Não havia coisa que pudesse ser descrita para além desta cena. Um estranho e imenso vazio. Era como uma tela negra em cujo centro projetava-se aquela composição bizarra e constrangedora.

Da mesa podia-se ver apenas a metade ocupada, a outra metade parecia ter sido apagada como se apaga um desenho qualquer usando uma borracha escolar.

Era um desenho infantil, porém caprichoso e revelador de um talento inato e ainda um pouco imaturo. Parecia feito a lápis numa técnica em que  a representação principal vasa, na própria brancura do papel, em contraste com um fundo matizado. Aqui, um fundo escuro em grossas camadas de lápis de cera.

Se havia cor para lá do preto e branco eram as ranhuras que, amareladas, vestiam um corpo humano que se sobrepunha à mesa e que também fora apagado nas extremidades.

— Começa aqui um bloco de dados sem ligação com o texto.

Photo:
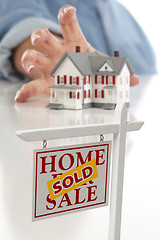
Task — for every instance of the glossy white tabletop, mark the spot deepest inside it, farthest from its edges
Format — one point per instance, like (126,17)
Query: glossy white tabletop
(141,198)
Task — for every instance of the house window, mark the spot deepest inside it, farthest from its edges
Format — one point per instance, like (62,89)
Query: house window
(102,79)
(110,80)
(99,93)
(102,93)
(72,95)
(99,79)
(110,92)
(58,79)
(95,79)
(106,80)
(70,80)
(96,93)
(89,93)
(89,80)
(74,80)
(61,80)
(77,80)
(127,80)
(114,80)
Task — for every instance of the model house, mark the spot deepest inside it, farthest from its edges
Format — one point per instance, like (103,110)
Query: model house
(82,80)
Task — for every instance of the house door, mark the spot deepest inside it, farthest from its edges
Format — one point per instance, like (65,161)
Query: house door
(110,95)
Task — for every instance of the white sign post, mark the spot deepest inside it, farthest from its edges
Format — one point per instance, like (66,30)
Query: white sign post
(118,128)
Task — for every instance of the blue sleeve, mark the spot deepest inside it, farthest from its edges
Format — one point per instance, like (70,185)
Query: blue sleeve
(18,20)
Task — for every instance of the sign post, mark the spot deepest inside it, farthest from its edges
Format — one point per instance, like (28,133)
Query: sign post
(118,127)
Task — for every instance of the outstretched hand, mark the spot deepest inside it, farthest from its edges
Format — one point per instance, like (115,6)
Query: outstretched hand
(46,50)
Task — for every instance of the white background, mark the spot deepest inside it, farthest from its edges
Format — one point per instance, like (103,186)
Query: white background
(147,14)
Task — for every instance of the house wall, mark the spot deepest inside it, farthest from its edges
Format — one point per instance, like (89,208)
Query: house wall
(68,97)
(123,85)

Insinuava-se um céu que não existia no desenho. Podia-se perfeitamente imaginar as estrelas brilhantes, restos de nebulosas, pequenos planetas distantes e alguns sóis com brilho intenso por trás dos panos enevoados das galáxias.

Num canto, dissimulado pela intrincada trama negra, um vulto prateado flutua como um cosmonauta à deriva no espaço infinito, rodopiando até sumir na margem próxima do papel.